Stéphane Audeguy "Piccolo elogio della dolcezza" (Archinto 2010).


di Pina La Villa pubblicato il 24 gennaio 2012

Stéphane Audeguy "Piccolo elogio della dolcezza" (Archinto 2010).

Si tratta di una piccola raccolta di aforismi, ordinata per ordine alfabetico, dalla A di Abitudini alla zeta di Zucchero.

Senza molte pretese, con qualche forzatura per tener fermo il filo conduttore del tema della dolcezza,offre qualche spunto per pensare.

"PIACERE. Nell’obbligo di desiderare - che ci è imposto dalla società delle merci - e di cercare di soddisfare i nostri desideri, dobbiamo intendere quello che l’etimologia ci insegna: desiderare significa rimpiangere l’assenza di qualcosa.
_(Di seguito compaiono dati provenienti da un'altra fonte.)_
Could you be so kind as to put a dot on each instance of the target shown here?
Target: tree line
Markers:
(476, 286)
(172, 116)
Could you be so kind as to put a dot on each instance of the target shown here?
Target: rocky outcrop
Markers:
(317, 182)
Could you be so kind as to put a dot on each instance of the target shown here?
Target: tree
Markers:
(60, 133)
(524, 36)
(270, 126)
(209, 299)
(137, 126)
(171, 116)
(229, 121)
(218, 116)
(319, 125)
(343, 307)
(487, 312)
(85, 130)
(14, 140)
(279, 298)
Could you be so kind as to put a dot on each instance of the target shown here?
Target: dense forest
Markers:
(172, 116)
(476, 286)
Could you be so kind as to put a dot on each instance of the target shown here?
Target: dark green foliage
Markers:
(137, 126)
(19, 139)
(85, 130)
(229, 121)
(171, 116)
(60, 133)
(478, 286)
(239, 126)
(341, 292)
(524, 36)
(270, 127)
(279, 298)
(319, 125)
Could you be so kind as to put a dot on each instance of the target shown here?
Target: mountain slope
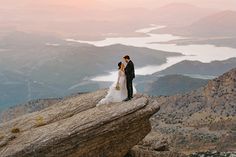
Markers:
(174, 84)
(199, 121)
(36, 66)
(220, 24)
(76, 127)
(214, 68)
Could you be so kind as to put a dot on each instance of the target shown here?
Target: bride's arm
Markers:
(118, 80)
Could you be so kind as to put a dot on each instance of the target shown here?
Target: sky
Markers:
(219, 4)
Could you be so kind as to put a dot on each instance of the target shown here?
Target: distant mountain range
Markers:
(214, 68)
(34, 67)
(174, 84)
(90, 23)
(217, 29)
(183, 77)
(220, 24)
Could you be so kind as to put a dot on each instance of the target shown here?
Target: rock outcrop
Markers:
(75, 127)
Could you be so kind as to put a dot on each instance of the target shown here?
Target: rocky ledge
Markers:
(76, 127)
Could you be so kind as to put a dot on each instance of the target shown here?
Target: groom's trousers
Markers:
(129, 85)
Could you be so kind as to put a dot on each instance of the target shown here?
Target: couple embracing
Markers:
(122, 89)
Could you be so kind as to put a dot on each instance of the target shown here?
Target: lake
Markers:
(203, 53)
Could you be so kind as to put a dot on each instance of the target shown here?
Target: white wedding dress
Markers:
(115, 95)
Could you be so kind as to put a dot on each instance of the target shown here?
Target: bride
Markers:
(118, 90)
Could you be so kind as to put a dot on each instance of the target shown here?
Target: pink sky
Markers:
(220, 4)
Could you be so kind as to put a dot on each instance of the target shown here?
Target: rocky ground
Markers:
(200, 123)
(75, 127)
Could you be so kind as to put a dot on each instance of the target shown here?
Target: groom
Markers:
(130, 75)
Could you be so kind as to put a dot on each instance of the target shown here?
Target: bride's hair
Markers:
(119, 65)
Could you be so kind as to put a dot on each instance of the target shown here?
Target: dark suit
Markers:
(130, 75)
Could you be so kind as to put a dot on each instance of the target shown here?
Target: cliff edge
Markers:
(76, 127)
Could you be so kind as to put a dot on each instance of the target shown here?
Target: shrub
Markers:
(39, 121)
(15, 130)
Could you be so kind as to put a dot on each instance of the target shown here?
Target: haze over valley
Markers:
(51, 49)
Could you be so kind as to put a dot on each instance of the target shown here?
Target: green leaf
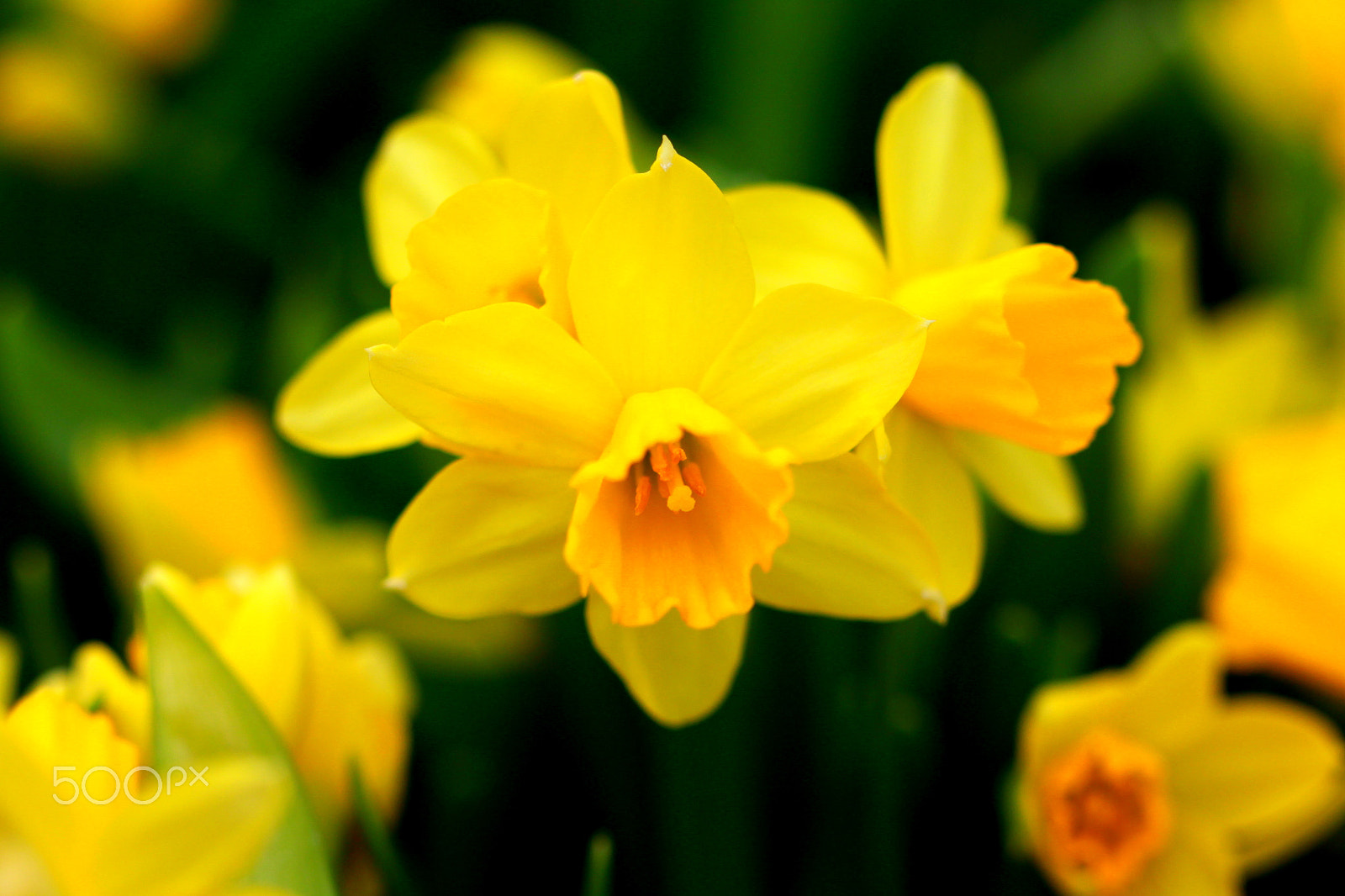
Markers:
(201, 709)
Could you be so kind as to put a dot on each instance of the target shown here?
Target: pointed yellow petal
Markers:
(927, 481)
(1174, 688)
(568, 139)
(647, 557)
(661, 280)
(488, 242)
(197, 840)
(813, 369)
(852, 552)
(1020, 349)
(504, 381)
(421, 161)
(330, 407)
(1269, 770)
(484, 539)
(1033, 488)
(797, 235)
(678, 674)
(942, 175)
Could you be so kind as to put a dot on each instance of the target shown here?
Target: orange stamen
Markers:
(642, 494)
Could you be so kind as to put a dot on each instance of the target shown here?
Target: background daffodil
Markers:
(1147, 781)
(1020, 365)
(1278, 596)
(646, 456)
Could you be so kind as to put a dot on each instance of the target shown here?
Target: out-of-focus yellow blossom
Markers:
(1205, 378)
(159, 33)
(195, 841)
(1279, 593)
(333, 700)
(1021, 358)
(1282, 60)
(64, 104)
(1149, 782)
(213, 492)
(8, 667)
(490, 74)
(639, 444)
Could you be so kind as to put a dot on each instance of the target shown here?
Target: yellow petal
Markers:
(661, 280)
(813, 369)
(927, 481)
(488, 242)
(568, 139)
(1174, 688)
(502, 381)
(8, 669)
(421, 161)
(1033, 488)
(1199, 862)
(1273, 772)
(1020, 349)
(330, 407)
(493, 71)
(797, 235)
(678, 674)
(942, 175)
(852, 552)
(486, 539)
(197, 840)
(649, 557)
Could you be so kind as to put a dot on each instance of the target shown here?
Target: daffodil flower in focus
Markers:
(1278, 595)
(1020, 366)
(1150, 782)
(195, 842)
(646, 458)
(455, 228)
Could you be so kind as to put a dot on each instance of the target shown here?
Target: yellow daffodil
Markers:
(333, 700)
(159, 33)
(646, 455)
(477, 230)
(1020, 365)
(1278, 596)
(1284, 61)
(213, 492)
(64, 104)
(8, 667)
(1205, 378)
(1150, 782)
(493, 71)
(85, 837)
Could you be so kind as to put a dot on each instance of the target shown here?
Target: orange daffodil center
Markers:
(674, 383)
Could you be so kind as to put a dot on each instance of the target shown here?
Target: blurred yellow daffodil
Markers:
(333, 700)
(1150, 782)
(1021, 358)
(159, 33)
(645, 454)
(1278, 596)
(67, 830)
(213, 492)
(1205, 378)
(1284, 61)
(64, 104)
(491, 73)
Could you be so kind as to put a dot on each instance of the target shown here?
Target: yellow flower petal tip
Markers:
(1149, 781)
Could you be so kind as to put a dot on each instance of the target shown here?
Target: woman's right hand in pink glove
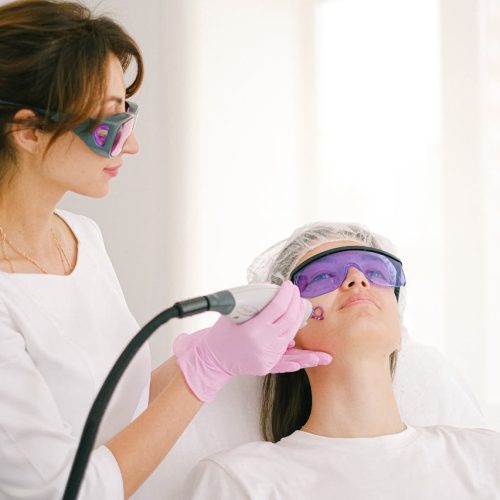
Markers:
(263, 344)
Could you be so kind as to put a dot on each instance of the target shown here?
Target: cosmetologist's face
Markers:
(71, 166)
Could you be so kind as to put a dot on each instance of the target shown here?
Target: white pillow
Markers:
(429, 391)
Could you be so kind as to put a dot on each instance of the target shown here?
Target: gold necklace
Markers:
(64, 259)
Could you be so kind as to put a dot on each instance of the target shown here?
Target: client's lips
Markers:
(112, 171)
(358, 298)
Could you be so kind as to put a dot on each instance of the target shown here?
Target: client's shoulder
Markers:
(478, 440)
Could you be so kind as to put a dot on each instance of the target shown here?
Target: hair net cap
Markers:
(275, 264)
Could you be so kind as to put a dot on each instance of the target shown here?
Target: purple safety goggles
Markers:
(327, 270)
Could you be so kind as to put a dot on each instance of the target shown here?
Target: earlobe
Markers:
(24, 132)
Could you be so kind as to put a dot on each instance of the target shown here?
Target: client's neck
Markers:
(353, 400)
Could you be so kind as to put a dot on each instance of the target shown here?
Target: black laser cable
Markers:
(222, 302)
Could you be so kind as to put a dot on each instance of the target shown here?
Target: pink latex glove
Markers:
(261, 345)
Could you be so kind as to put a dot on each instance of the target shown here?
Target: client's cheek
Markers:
(318, 313)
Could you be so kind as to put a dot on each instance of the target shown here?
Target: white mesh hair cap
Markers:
(275, 264)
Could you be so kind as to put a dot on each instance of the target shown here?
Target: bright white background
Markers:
(260, 115)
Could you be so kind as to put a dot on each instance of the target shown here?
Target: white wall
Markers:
(231, 159)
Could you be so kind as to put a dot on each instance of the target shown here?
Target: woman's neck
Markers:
(26, 213)
(353, 399)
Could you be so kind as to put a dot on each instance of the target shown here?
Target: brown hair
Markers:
(286, 402)
(53, 57)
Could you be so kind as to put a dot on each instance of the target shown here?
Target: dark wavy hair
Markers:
(53, 57)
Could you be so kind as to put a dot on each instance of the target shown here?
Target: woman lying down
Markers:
(335, 431)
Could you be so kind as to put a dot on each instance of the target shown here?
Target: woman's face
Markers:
(360, 319)
(70, 165)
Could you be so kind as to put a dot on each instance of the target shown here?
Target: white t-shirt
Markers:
(424, 463)
(59, 337)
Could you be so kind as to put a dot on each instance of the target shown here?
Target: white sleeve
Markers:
(36, 445)
(211, 481)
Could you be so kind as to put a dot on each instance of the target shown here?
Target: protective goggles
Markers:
(108, 137)
(326, 271)
(105, 138)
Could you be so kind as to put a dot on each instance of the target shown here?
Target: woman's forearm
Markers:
(162, 376)
(142, 445)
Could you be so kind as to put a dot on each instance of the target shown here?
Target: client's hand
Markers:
(263, 344)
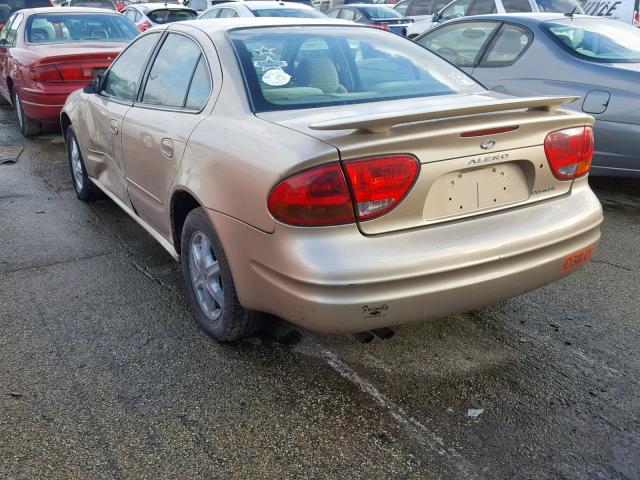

In questo senso il desiderio è ben diverso dal godimento e dal piacere: una prodigiosa fabbrica di frustrazioni, di stupide frenesie alla cui origine - è importante capirlo - c’è il rancore."

"DISPERAZIONE.Non parliamo male della disperazione, dopotutto si tratta, alla lettera, di non attendere più e dunque di agire"

"CONCETTO.La filosofia non è estranea a una certa violenza[...] I concetti sono infatti strumenti[...]: essi colgono nel reale quello che serve per poterlo dominare; in questo senso il concetto definisce una relazione di strumentalità nei confronti del mondo.[...] Si può dire che la filosofia occidentale ha sognato di rompere con la filosofia (dimenticando l’eterna sospensione di senso che rendeva così affascinante la maieutica di Socrate, e quelle aporie che forse le conferiscono il senso più profondo[...]) Se ne deduce allora che la dolcezza non può occupare uno spazio importante nella storia della filosofia[...] Il mondo tuttavia eccede sempre il filosofo: lo sopraffà e lo irrita. Senza nessuna ironia si può affermare che il Concetto è uno strumento formidabile e il Sistema un’ammirevole macchina per comprendere. Ma resta sempre qualche residuo che può assumere le più svariate forme[...] E’ legittimo chiedersi se questo residuo essenziale rientri nel campo della filosofia o, come sarei più portato a dire, dell’arte. Tutto quello che nel mondo è stato minoranza o lo è ancora, bambini, donne, animali, popoli chiamati barbari, e persino alcuni uomini, tutto quello che non trova posto nel mondo delle persone serie, nuvole, fiori, amore, mare, tutte le piccole cose che per noi sono tutto: di questo l’arte è partecipe [...] Ed è anche il motivo per cui l’arte è un’attività profondamente politica. L’arte si occupa di ciò che resta: è un reliquiario, assolutamente laico, attento ai segni della vita, persino nella morte"

Stéphane Audeguy, nato a Tours nel 1964, docente di Letteratura francese e Storia del cinema e delle arti, collabora con le riviste "N.R.F", Philosophie Magazine e Magazine littéraire, e ha pubblicato, con le Editions Gallimard, tre romanzi. In Italia è stato tradotto La teoria delle nuvole.